OfaFrenchmind2 · 30/06/2017 12:27

The slave trade was horrific. The systematic servitude of women is pretty much on par, especially since it is enduring today, in many countries around the world. This is why I put racism and sexism on the same level of deshumanisation, and deserving of the same level of penalty.

blackteasplease · 30/06/2017 12:31

They are equally disgusting.

As are other forms of discrimination/ abuse.

Babycham1979 · 30/06/2017 12:50

The slave trade originated with sub-Saharan Africans capturing and selling other sub-Saharan Africans. Tribal prejudice, maybe, but not strictly racial. Only when East Africans and Arabs became involved could you really say it was to do with ideas of racial superiority and, even then, it took a long time before Europeans became involved.

It seems odd - not to mention historically inaccurate - to use this as an argument as to why one prejudice is 'less bad' than another.

Ladyformation · 30/06/2017 12:50

In schools, I believe that the policy is based on the fact that racism can be a hate crime, whereas sexism isn't classified that way. See e.g. www.cps.gov.uk/publications/docs/hate_crime_leaflet_support.pdf

Completely morally equivalent, if you ask me. Both utterly abhorrent.

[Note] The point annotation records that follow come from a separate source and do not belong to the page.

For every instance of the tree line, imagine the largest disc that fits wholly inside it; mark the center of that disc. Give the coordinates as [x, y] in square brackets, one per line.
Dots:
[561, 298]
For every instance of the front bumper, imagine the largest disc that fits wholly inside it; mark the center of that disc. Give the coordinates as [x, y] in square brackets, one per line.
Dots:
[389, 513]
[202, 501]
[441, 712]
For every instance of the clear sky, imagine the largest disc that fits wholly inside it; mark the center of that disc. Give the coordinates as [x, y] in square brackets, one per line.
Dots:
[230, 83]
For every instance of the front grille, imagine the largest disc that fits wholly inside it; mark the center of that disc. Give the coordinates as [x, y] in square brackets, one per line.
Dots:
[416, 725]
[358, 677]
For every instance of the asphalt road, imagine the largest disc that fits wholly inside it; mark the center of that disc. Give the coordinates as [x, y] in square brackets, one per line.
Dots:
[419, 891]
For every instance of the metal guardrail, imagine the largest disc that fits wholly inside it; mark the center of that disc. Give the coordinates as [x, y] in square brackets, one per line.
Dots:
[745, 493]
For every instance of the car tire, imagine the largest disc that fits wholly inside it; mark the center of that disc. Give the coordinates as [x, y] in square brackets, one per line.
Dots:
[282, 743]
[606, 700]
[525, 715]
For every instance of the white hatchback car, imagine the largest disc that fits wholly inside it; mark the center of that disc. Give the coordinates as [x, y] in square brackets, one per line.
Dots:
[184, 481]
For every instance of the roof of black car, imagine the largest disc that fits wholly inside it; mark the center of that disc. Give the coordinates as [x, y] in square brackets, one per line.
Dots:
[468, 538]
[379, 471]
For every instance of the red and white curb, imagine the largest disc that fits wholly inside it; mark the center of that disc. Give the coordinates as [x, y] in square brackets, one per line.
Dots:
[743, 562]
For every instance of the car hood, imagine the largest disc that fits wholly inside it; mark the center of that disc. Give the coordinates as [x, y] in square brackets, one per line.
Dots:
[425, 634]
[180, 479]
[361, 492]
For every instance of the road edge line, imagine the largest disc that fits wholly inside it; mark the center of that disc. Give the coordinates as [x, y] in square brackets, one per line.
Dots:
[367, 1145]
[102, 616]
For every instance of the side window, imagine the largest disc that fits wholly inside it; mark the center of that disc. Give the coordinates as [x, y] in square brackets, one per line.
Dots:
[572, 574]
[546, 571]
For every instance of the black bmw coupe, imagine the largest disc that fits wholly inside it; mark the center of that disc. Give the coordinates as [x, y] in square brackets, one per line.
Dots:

picklemepopcorn · 30/06/2017 12:53

In Nottinghamshire it is a hate crime. Not sure if that impacts sexism in schools, though.

scottishdiem · 30/06/2017 13:13

All racists comments come from a place of hate. The user of the word knows this to be true. Often they can revel in it.

I am not sure how many sexist comments come from that same place of hate (although some certainly do). It makes it harder to police and punish.

RhubardGin · 30/06/2017 13:15

Funny since I didn't lose my virginity until I was 20 😤

So losing your virginity under the age of 20 makes you a slut?

WinifredAtwellsOtherPiano · 30/06/2017 13:17

It's the transatlantic trade specifically which was backed up by racism, and which further incentivised the actions of the local slave traders. And it's the institutional, industrial nature of that system which has a specific horror, much like the Holocaust. You can't deny the fact that other truly terrible things have been done by groups of individuals spontaneously picking up machetes or pitchforks and butchering their neighbours, but it's the production line aspect that makes us see them differently, and that was built on racism.

HalfShellHero · 30/06/2017 13:38

I often think of the 2 women die a week at the hands of loved ones statistic and think if it was 2 POC died at the hands of racists a week or 2 gay men died in homophobic attacks that it would be dealt with differently.